2. Automated External Defibrillator (AED) Use: BLS courses often include training on using an AED, a device that can deliver an electric shock to restore normal heart rhythms in cases of sudden cardiac arrest.

3. Airway Management: BLS covers airway management techniques to ensure that a person's airway is open and clear for breathing. This may involve techniques like the head-tilt, chin-lift maneuver.

4. Breathing Support: BLS focuses on providing artificial ventilation, including mouth-to-mouth or bag-mask ventilation, to individuals who are not breathing or are struggling to breathe.

5. Team Dynamics: In situations involving multiple responders, BLS training emphasizes effective communication and teamwork to coordinate efforts efficiently.

Differences and Complementarity

While Standard First Aid and BLS share some common elements, they serve different purposes and skill levels:

  • Standard First Aid is more comprehensive, covering a wide range of injuries and illnesses encountered in everyday life.
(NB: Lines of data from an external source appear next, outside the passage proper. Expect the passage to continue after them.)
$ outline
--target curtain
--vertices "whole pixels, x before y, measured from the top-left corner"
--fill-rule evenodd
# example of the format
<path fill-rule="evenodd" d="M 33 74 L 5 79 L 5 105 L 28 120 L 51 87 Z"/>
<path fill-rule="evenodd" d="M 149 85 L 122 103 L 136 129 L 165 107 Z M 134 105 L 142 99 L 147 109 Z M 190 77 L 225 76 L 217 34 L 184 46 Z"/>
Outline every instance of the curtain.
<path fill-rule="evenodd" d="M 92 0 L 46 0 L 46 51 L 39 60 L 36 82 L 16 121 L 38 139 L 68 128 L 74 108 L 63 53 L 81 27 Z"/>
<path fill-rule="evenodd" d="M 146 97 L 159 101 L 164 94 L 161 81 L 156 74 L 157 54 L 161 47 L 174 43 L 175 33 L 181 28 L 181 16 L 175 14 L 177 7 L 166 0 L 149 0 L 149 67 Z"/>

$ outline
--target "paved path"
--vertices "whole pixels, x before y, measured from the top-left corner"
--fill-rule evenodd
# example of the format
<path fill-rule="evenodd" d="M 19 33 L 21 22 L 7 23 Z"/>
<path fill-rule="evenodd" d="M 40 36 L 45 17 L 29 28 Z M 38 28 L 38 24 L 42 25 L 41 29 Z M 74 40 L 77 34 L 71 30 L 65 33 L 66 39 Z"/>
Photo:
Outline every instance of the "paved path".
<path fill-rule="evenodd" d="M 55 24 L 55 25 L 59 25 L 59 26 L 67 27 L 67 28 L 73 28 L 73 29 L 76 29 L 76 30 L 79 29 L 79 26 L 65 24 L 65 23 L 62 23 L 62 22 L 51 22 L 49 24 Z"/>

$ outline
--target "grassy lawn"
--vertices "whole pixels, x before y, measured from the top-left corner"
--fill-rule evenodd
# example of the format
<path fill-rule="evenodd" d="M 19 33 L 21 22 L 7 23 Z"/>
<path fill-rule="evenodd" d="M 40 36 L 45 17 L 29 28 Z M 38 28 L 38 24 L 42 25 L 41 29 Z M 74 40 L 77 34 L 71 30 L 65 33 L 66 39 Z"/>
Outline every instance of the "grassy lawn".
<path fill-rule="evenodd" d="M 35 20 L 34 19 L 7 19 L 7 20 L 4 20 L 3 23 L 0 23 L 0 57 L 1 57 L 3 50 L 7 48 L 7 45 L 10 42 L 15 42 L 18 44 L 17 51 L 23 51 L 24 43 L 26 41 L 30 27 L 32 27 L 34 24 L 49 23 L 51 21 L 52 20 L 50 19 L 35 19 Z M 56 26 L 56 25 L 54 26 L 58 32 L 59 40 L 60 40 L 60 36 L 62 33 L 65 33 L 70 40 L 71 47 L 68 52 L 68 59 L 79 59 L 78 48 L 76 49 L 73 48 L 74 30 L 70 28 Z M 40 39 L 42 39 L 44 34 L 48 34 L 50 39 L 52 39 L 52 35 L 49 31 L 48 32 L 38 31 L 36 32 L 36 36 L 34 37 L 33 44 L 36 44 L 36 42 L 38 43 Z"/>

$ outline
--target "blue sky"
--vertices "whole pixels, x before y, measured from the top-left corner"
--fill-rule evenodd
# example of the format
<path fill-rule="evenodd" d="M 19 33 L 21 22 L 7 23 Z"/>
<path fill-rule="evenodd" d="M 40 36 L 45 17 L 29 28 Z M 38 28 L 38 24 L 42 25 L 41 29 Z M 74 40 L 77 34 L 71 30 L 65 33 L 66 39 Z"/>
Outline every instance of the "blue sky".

It's suitable for the general public and those who want to be prepared for common emergencies.
  • BLS, on the other hand, is more specialized and focused on life-threatening situations, particularly those involving cardiac arrest and compromised airways. It's typically required for healthcare professionals like doctors, nurses, and paramedics.

In many situations, the two skills complement each other. For example, if someone collapses and stops breathing, a responder trained in both standard first aid and BLS can perform CPR (BLS) while also providing wound care (standard first aid) if necessary.


Both Standard First Aid and Basic Life Support are essential skills for anyone interested in being prepared for medical emergencies. The choice between the two depends on your specific needs, level of training, and the potential situations you may encounter. Whether it's administering CPR, controlling bleeding, or providing basic wound care, having the knowledge and confidence to respond effectively can make a life-saving difference in critical moments.